At 12:40 p.m. Tuesday, the school resource officer at Eastway Middle was notified that a student had a Taser. A 13-year-old student was searched and found with a “pocket Taser,” police said. The student was charged with possession of a weapon on school grounds.
CMPD Lt. Brad Koch said that the student, who walks to and from school, appears to have carried the weapon for protection.
One of the biggest challenges for school officials is the way rumors and partial information spread before anyone knows what has happened.
The social media images involving a gun quickly circulated among Olympic students, whose fears were exacerbated when someone pulled the fire alarm as students were arriving at school. Students speculated that one or more armed students were on campus planning to shoot.
Marquisa Davis, an Olympic parent who serves on the PTA and on the School Leadership Team of parents and faculty, said she initially dismissed her son’s texts that a shooter was on campus. She knew the school had been practicing what to do in such a scenario and thought it was a drill.
But “when he sent the text that said ‘Love y’all,’ I was like, I’ve got to go,” she said at the school late Tuesday morning. Her son, Shamar Winborne, is a senior football player at Olympic.
Winborne said that, despite students’ fears, they remained calm while locked in their first-period classes, texting loved ones and friends in other classrooms. Shortly after 10 a.m., the school began allowing parents to sign out their students.
“We want you to be reassured that all is well,” Olejarczyk told students over the school intercom system. “We are safe and secure and there is not a threat on this campus at all.”
Olympic remained open until the normal 2:15 dismissal for those whose parents didn’t get them.
“I felt like Olympic did a great job today,” Winborne said as he left school with his mother.
Winborne’s mother agreed, giving credit to “Principal O.”
“He was able to keep that shooter off campus,” Davis said. If it hadn’t been for a quick response to the threat, she said. “this could have been a different picture today.”
Olejarczyk said Tuesday afternoon there was no evidence that the fire alarm was related to the gun incident or that any of the students who were charged had been on campus Tuesday. But as the father of two CMS students, he said he understands the fear.

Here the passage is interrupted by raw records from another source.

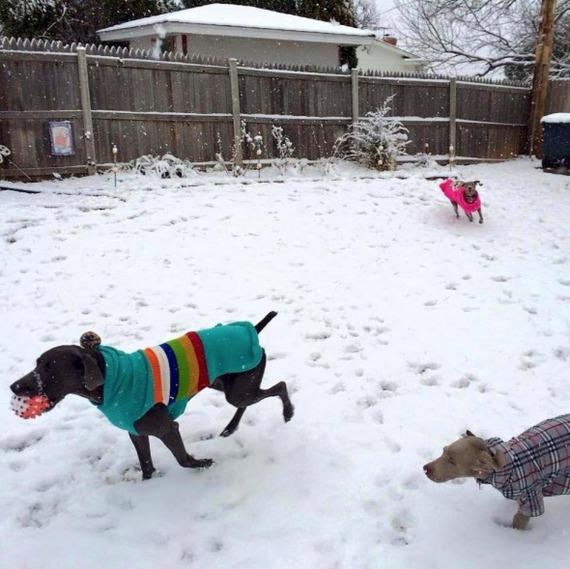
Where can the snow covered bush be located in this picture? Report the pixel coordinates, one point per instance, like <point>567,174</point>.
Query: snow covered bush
<point>167,166</point>
<point>254,144</point>
<point>375,140</point>
<point>285,148</point>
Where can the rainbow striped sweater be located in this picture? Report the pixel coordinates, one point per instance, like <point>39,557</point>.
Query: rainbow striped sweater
<point>173,372</point>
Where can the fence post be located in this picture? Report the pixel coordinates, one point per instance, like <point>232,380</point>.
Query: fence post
<point>355,109</point>
<point>234,87</point>
<point>452,120</point>
<point>86,109</point>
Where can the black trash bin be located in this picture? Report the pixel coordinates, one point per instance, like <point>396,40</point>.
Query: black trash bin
<point>556,140</point>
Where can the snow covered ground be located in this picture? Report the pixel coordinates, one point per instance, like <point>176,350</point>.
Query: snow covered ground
<point>399,326</point>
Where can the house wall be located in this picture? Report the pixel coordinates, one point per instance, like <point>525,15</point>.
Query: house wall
<point>256,50</point>
<point>376,57</point>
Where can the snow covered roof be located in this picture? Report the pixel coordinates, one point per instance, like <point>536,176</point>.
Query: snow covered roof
<point>242,21</point>
<point>557,118</point>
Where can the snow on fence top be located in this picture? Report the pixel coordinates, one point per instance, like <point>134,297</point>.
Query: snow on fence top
<point>51,46</point>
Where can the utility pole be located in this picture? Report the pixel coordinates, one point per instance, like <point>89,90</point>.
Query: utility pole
<point>543,54</point>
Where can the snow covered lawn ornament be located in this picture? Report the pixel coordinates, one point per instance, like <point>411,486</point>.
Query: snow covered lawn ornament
<point>29,407</point>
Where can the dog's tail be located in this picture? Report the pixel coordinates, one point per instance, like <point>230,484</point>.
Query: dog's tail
<point>265,321</point>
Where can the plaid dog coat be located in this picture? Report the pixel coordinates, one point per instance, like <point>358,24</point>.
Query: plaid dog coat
<point>538,465</point>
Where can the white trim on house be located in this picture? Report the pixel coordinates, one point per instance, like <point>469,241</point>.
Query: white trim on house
<point>238,21</point>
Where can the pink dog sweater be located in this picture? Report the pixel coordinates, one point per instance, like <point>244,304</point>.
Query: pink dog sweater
<point>457,196</point>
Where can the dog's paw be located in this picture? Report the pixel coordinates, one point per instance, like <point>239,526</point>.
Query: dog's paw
<point>201,463</point>
<point>288,412</point>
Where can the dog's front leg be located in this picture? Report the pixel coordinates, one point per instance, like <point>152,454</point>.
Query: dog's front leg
<point>158,423</point>
<point>142,447</point>
<point>520,521</point>
<point>455,209</point>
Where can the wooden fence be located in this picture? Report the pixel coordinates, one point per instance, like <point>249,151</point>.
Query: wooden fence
<point>558,96</point>
<point>194,109</point>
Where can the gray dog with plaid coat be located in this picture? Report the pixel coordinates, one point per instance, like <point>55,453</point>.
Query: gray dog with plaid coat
<point>526,469</point>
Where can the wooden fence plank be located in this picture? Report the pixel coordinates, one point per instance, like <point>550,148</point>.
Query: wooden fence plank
<point>155,106</point>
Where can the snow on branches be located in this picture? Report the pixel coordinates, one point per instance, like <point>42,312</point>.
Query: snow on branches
<point>375,141</point>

He said he sees two keys to his school’s ability to defuse Tuesday’s incident: Faculty had built relationships with students, allowing them to get the tip early that something was wrong. And he had assigned staff to make sweeps of hallways, common areas and restrooms three times each period, a practice that helps ensure they know whether anyone is on campus where they don’t belong.
CMS Police Chief Lisa Mangum said Tuesday the district, which has been focused on safety since the February mass shooting at a high school in Parkland, Fla., is considering unspecified additional measures. Superintendent Clayton Wilcox has said the same.
In fact, Mangum and Olejarczyk had just reported for a CMS principals’ meeting at which Wilcox had said he planned to outline safety changes before going public with them.
Wilcox has balked at taking security measures, such as metal detectors and bag searches, that would make schools feel like prisons. But on Oct. 29, one Butler High student was fatally shot just before classes began and another was charged with murder. Officials and students say the brief clash outside the school cafeteria on a Monday morning appeared to follow a fight between several students the previous Friday night.
Soon after the shooting at the Matthews school, guns were confiscated at Garinger High in east Charlotte and Hopewell High in Huntersville. Wilcox told the Observer the incidents do not appear to be connected.
But he was rattled enough by the spate of gun incidents, even before students returned from their Veterans Day holiday, to tell the school board he will consider more extreme security measures than he had previously entertained, including metal detectors and bag searches.
“We just can’t seem as a community to get our hearts and minds around keeping guns out of the hands of our kids,” Wilcox told the school board last week.